The Lithuanian Jewish Community mourns the passing of Rachel Margolis, born in Vilnius, a partisan, biologist and author of the book Partisan from Vilna.
She was born on December 28, 1928. As a young Jewish girl she was sent to the Vilna ghetto, were she joined the FPO, the united partisan underground, and carried out various military missions. She was blonde and blue-eyed, and able to pass “on the Aryan side” as she put it. She also worked at Herman Kruk’s ghetto library on Strashun Street (now Zemaitijos street) where the FPO sometimes held target practice in the cellar.

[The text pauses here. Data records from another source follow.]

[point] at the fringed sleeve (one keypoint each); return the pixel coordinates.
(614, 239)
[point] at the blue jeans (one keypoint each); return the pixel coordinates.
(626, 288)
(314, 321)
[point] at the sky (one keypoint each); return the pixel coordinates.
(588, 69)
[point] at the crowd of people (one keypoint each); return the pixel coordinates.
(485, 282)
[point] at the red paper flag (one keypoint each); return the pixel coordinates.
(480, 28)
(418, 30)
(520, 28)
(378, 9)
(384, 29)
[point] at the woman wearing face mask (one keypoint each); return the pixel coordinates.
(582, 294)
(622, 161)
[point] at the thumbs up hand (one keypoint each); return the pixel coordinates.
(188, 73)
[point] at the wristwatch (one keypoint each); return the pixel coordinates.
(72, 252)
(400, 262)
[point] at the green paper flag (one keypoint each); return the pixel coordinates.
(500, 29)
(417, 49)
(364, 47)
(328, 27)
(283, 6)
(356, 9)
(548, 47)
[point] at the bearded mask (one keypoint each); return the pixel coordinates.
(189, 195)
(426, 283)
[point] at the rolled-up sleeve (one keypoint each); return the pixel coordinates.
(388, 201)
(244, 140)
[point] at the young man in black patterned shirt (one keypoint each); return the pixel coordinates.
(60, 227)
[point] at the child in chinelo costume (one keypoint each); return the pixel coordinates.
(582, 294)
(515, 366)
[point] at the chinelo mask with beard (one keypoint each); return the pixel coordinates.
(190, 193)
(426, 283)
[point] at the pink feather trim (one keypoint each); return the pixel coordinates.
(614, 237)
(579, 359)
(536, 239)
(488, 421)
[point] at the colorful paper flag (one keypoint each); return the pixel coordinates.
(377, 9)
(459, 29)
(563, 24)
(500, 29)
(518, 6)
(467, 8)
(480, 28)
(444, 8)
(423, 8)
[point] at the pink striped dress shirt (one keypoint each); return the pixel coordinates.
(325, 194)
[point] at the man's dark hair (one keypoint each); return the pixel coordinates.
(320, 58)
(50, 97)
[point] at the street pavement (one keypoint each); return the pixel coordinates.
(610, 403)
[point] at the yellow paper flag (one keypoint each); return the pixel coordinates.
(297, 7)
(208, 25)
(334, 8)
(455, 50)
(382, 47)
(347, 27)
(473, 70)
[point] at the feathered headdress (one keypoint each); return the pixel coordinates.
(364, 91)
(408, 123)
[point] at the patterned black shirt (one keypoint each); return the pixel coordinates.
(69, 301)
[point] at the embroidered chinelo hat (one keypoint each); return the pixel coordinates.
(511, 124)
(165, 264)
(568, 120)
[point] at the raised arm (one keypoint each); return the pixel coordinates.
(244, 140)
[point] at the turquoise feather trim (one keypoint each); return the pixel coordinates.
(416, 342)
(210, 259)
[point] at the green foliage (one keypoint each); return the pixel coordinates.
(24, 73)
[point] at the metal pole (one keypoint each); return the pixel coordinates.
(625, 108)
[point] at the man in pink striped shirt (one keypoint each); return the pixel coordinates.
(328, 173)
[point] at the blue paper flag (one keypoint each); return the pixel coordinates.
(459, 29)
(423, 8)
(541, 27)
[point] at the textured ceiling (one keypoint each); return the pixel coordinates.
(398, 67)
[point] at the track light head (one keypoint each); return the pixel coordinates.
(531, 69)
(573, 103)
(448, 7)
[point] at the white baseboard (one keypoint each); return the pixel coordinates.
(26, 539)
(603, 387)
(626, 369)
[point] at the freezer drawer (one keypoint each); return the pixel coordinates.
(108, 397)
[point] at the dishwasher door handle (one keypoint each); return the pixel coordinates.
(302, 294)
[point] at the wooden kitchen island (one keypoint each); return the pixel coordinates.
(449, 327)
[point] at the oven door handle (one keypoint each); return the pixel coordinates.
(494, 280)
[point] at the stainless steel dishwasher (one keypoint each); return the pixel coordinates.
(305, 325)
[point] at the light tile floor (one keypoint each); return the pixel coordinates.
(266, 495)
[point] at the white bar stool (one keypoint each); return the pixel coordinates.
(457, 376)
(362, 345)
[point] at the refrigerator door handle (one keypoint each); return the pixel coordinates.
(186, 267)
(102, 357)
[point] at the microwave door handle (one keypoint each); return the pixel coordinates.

She was friends with Hirsh Glik, the young poet who penned the words which would become the Partisan Hymn, Sog Niet Keynmol, still sung when Holocaust survivors gather in Israel and throughout the world. Margolis was the first to hear the poem and put it to musical accompaniment.
Her entire family was murdered during the Holocaust, but she married a fellow partisan and started her own family. She is survived by several daughters in Israel. In the post-war period she worked for many years teaching biology at Vilnius University and was the main force in the decyphering and publishing of the Sakowicz diary, an eye-witness testimony of the mass
murder operations at Ponar outside Vilnius. After making aliyah to Israel she used to return to Vilnius during the summers and volunteered her time constructing exhibits at the Green House Holocaust exhibit of the Vilna Gaon Jewish State Museum and leading tours through the Vilna ghetto.